That’s right. When there are multiple processes on one GPU that each use a PyTorch-style caching allocator there are corner cases where you can hit OOMs, but it’s very unlikely if all processes are allocating memory frequently (it happens when one proc’s cache is sitting on a bunch of unused memory and another is trying to malloc but doesn’t have anything left in its cache to free; if the first one were allocating at all it would hit the limit and know to free its cache). It could be improved, but it’s a lot better than frameworks that commandeer your whole GPU even if they’re only using 100MB…
I have run into a related issue while using the experimental Windows version. in my train phase, CUDA allocates about 4GBs for mini-batches and I optimize my params. Then when I am done and want to predict on a separate dataset, using the same mini-batch size, a fresh new 4GBs are allocated.

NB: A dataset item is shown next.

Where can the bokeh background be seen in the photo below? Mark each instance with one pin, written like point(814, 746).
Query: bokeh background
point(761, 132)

To be more precise, when i am done training, and nothing but the model should remain on the GPU, I can breakpoint and issue these commands: (all memory readings come from nvidia-smi): T = torch.rand(1000,1000000).cuda() // Now memory reads 8GB (i.e. a further 4 GB was allocated, so the training 4GB was NOT considered ‘free’ by the cache-allocator, even though it was being reused during training) del T // Still 8 GB (as expected) T = torch.rand(1000,1000000).cuda() // Still 8GB as expected, the cache-allocator is reusing the same space as the first T above
So it looks like the 4GB from training are still taking up space on the GPU, even though they should be freed. But later they are being reused (when retraining the same model). I.e. they can be reused for the same purpose but not for arbitrary tensors - which makes no sense to me, of course.
Is there a way to manually force the caching allocator to free some GPU memory space? Or, since it seems that the cache-allocator doesn’t think the space is actually free - Can I pull my model.to_cpu() and then ask torch to free everything it has on the GPU?

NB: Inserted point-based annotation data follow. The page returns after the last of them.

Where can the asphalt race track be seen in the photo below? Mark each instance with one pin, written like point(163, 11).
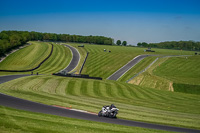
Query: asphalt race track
point(22, 104)
point(125, 68)
point(75, 59)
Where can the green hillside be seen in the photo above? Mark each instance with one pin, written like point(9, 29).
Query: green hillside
point(26, 58)
point(33, 55)
point(18, 121)
point(180, 74)
point(134, 102)
point(102, 64)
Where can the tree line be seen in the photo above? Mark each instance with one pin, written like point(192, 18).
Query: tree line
point(178, 45)
point(13, 39)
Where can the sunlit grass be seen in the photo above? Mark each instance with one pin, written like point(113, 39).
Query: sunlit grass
point(135, 103)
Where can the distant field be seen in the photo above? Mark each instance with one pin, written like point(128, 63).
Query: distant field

good call, thanks, We already set our input variables in predict() to volatile=True. My impression is that GPU memory left committed from the training is being ‘hoarded’ and it is that memory that I would like to clear / free / repurpose. (I actually tried setting volatile=False, to all my variables in the predict method, but that didn’t fix the memory ‘leak’)

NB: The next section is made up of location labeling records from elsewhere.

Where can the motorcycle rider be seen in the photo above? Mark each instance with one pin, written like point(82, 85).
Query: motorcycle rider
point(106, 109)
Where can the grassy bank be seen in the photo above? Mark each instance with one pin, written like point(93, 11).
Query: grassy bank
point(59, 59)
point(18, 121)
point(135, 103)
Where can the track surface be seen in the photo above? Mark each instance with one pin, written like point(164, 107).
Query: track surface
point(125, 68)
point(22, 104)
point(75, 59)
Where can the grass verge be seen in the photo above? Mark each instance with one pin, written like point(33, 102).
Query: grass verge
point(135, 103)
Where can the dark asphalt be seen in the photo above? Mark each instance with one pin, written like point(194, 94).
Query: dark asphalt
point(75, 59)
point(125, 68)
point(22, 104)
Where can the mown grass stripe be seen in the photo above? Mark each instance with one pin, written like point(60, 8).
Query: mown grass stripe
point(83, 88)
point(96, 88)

I realise where I was making a mistake. My model has an LSTM and I’m supposed to pass on a new, empty variable as the hidden state. If I pass on an existing variable, such as the hidden state from the previous timestep, the model backprops all the way back to the first epoch on every epoch of training. This is precisely why the GPU memory kept exploding after every epoch. I now have something like this, and it works fine.
I have a similar problem to @nikhilweee. I have tried to clean garbage with calls to both torch.cuda.empty_cache() and torch.cuda.ipc_collect(). This works great in my CNN training loop. Reserved memory stays constant for any number of batches. But in the validation loop, the memory use climbs after each iteration. I found that the difference is the loss.backward() statement in the training loop is cleaning out the garbage somehow. Since this isn’t in validation, it just keeps piling up in spite of the calls to torch.cuda.ipc_collect().
Anybody know what’s going on in the backward method?
Hi, sir, torch.cuda.empty_cache() is really help. Recently, I also came across this problem. Normally, the tasks need 1G GPU memory and then steadily went up to 5G. If torch.cuda.empty_cache() was not called, the GPU memory usage would keep 5G. However, after calling this function, the GPU usage decrease to 1-2 G.
I am training an RL project with PyTorch 0.4.1. So, here I am still confused and cannot find reason. I used TF before and there is no such issue.
I was able to free probably all the GPU memory used by tensors by using the following sequence:
model.to(‘cpu’) # this allows moving to area where you probably have more memory
model_RAM_copy = model.state_dict()
delete_tensors() # this function goes through model children and deletes .weight, like del model.layer1.weight; I do not care about .bias, they are much smaller
model = newModel().to(‘cuda:0’) # recreating the model structure from scratch
criterion =… optimizer =…, lr_scheduler =…
model = load_state_dict(model_RAM_copy )
In fact, my code is a little longer, but I think there is some redunduncy, I just didn’t take time to optmize it. Anyway, it works in terms of memory usage (I can see a beutyful line of GPU Memory usage going up and down, within some stable limits). I am sure this can be done more smoothly, but I was looking for a solution for few days and ended up with this. Does not look pretty, but works. I am not sure about backpropagation correctness or preserving learning rate statistics. Network learns pretty ok, but it is possible that I am loosing some parameters on the way.